Mengenal Bhadra, Anak Elang Flores Kini di Gunung Rinjani
Bhadra, Elang Flores yang lahir di Taman Nasional Gunung Rinjani kini telah berusia satu bulan. Pasca kelahirannya, Balai TN Gunung Rinjani memasang CCTV di lokasi sarang guna memantau perkembangan dan menjaga kelangsungan hidupnya.
Hasil rekaman pantauan tersebut diunggah oleh Balai TN Gunung Rinjani melalui akun Instagram dan Youtube resmi mereka pada Senin (9/8) lalu. Dalam video, tampak anak elang itu banyak bergerak dan bulu-bulu putih mulai menyelimuti badannya.
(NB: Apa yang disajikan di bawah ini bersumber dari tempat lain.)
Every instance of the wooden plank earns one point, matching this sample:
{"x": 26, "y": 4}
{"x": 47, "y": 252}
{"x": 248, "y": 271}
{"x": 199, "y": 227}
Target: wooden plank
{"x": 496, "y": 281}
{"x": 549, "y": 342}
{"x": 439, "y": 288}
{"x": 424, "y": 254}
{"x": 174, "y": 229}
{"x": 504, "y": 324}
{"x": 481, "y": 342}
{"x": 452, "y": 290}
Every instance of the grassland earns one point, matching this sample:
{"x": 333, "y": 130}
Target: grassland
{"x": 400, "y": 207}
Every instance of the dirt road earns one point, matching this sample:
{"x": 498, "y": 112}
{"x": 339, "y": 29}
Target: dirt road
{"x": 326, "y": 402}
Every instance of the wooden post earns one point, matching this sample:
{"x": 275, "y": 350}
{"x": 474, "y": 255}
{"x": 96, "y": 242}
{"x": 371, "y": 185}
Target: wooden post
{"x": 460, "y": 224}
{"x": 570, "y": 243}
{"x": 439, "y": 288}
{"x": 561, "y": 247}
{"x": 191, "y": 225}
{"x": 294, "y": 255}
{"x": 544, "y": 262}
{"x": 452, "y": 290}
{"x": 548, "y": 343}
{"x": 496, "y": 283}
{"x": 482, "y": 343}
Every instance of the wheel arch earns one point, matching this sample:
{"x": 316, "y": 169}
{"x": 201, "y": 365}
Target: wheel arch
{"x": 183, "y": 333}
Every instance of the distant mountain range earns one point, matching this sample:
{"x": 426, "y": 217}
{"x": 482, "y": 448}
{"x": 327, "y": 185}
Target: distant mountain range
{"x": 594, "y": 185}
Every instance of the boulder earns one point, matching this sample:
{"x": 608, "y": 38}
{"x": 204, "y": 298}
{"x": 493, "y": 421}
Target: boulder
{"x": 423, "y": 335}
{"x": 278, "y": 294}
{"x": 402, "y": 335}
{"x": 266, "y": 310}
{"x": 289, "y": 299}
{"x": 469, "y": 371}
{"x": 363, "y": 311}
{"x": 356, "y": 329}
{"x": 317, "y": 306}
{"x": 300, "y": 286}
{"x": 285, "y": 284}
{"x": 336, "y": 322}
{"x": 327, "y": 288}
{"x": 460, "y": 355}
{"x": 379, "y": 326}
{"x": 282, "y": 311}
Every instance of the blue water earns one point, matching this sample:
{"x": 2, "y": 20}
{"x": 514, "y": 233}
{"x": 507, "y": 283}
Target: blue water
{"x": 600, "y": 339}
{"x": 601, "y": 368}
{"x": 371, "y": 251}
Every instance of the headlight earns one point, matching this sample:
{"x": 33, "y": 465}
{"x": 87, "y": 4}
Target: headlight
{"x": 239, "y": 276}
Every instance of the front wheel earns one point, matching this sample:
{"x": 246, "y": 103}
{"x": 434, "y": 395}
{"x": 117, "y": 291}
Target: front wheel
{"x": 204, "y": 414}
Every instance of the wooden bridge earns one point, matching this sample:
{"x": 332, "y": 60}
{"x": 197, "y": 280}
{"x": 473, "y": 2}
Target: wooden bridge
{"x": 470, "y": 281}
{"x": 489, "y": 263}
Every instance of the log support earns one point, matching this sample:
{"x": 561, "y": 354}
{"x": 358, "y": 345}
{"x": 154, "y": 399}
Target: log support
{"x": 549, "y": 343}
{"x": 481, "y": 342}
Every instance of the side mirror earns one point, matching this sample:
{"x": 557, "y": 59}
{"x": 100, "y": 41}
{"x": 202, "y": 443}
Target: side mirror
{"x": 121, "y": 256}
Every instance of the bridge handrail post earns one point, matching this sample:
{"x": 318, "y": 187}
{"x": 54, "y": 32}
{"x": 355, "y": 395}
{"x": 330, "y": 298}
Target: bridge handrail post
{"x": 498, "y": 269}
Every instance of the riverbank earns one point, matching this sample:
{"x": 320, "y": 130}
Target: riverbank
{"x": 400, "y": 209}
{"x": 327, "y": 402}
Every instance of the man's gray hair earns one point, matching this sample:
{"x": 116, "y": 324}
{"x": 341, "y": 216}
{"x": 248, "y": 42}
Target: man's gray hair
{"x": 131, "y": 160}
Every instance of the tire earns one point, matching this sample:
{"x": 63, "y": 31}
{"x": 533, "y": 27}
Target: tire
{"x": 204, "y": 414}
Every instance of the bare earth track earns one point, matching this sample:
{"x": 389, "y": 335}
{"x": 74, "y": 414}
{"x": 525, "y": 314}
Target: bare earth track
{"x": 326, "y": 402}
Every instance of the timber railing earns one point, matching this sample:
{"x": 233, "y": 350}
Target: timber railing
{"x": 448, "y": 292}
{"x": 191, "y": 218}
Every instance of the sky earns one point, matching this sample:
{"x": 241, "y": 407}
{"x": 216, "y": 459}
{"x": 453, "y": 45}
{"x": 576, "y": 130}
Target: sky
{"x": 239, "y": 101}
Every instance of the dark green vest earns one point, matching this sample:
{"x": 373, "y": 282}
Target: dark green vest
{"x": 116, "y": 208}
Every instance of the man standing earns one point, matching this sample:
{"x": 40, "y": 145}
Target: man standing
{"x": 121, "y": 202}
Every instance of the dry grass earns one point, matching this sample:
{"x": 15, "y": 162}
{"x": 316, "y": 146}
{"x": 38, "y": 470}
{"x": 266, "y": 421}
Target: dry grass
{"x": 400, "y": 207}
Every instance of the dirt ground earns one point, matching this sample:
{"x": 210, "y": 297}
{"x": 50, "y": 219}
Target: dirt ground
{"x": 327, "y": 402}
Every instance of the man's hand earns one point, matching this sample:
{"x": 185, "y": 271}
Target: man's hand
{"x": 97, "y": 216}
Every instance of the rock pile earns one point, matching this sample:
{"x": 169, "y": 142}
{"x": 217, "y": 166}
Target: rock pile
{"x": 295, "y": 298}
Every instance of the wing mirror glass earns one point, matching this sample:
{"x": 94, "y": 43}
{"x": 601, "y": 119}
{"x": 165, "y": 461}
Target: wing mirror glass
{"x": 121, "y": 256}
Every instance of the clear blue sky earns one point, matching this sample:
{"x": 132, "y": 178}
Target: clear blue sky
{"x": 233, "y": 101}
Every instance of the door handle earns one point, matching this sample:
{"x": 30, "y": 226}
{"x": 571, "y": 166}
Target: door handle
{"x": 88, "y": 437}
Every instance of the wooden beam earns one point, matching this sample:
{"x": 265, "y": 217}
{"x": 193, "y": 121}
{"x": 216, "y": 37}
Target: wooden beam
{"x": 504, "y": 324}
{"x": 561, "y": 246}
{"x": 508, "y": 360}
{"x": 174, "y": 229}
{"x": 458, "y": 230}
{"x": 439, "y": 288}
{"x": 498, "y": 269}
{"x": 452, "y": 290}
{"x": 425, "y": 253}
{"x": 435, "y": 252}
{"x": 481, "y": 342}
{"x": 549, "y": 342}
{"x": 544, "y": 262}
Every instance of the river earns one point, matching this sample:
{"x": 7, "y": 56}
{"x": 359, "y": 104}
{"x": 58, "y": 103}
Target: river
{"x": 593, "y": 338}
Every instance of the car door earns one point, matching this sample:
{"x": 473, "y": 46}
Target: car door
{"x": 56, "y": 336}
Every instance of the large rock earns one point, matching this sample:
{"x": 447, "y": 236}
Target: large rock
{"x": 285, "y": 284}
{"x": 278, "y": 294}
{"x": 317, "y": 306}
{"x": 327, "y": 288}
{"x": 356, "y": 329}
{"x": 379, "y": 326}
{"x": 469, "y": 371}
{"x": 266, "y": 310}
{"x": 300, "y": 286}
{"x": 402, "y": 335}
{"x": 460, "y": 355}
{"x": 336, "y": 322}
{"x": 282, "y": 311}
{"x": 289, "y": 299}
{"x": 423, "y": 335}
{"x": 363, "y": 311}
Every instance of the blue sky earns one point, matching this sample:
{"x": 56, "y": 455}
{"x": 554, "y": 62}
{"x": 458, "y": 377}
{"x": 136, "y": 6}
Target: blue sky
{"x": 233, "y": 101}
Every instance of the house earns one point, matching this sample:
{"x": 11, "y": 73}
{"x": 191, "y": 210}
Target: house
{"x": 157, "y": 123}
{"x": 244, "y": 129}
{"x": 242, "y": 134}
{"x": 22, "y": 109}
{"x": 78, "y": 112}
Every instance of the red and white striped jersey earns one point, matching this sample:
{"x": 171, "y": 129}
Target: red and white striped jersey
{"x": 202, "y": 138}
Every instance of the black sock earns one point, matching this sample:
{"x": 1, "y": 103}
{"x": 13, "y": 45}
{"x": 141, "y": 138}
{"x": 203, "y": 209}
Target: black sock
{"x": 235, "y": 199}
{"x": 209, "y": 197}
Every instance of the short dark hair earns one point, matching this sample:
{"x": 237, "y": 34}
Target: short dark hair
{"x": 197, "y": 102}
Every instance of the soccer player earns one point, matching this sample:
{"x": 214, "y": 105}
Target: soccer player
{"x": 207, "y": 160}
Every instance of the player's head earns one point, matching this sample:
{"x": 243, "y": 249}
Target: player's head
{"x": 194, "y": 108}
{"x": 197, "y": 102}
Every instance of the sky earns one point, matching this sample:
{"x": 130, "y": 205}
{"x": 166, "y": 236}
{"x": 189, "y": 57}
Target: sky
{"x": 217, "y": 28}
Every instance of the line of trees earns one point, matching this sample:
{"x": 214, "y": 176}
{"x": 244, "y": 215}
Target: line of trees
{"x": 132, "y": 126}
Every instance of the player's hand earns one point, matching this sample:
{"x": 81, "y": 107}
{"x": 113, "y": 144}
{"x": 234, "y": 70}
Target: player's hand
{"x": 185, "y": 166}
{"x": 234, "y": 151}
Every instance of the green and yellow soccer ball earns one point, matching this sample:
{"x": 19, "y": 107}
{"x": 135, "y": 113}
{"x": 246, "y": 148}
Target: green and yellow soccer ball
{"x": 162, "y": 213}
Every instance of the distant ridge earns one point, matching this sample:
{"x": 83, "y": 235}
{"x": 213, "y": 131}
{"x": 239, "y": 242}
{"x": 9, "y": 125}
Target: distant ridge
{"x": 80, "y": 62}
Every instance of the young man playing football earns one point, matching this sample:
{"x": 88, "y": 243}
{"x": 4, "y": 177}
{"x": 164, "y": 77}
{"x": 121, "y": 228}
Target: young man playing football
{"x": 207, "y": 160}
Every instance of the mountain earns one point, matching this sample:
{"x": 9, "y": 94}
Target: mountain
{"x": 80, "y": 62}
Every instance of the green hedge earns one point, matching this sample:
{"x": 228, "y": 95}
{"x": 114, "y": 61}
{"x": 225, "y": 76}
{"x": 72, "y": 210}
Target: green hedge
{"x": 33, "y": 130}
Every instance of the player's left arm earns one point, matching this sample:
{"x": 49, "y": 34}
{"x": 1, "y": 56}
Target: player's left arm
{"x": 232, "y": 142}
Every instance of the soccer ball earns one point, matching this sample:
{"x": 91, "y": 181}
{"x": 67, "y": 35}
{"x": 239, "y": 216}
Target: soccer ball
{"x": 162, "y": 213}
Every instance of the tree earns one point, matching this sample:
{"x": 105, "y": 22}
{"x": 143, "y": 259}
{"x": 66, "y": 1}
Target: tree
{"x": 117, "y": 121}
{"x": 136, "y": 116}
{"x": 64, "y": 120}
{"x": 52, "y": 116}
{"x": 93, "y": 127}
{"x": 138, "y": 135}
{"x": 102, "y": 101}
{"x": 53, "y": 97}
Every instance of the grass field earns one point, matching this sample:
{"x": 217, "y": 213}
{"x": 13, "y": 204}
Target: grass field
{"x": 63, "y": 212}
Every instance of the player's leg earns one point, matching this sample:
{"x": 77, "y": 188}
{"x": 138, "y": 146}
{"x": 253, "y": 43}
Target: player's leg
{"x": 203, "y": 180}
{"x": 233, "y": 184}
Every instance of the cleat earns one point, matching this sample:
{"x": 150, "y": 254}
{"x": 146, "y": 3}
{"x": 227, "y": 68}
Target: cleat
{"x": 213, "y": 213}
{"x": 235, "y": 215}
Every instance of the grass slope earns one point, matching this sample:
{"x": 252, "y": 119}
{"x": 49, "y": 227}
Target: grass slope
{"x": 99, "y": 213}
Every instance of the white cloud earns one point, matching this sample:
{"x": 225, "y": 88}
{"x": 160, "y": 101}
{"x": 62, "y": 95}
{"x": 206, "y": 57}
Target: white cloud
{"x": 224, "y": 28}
Dari hasil pantauan Balai TN Gunung Rinjani, diketahui hal-hal menarik seperti induk yang selalu membawakan ranting berdaun segar hampir setiap hari ke sarang.
Ranting-ranting tersebut diduga berfungsi untuk menjaga kelembapan, kebersihan sarang dan suhu tubuh Bhadra agar tetap normal. Di mana sarang tersebut terletak pada cabang pohon tinggi yang terbuka dan tanpa perlindungan berarti.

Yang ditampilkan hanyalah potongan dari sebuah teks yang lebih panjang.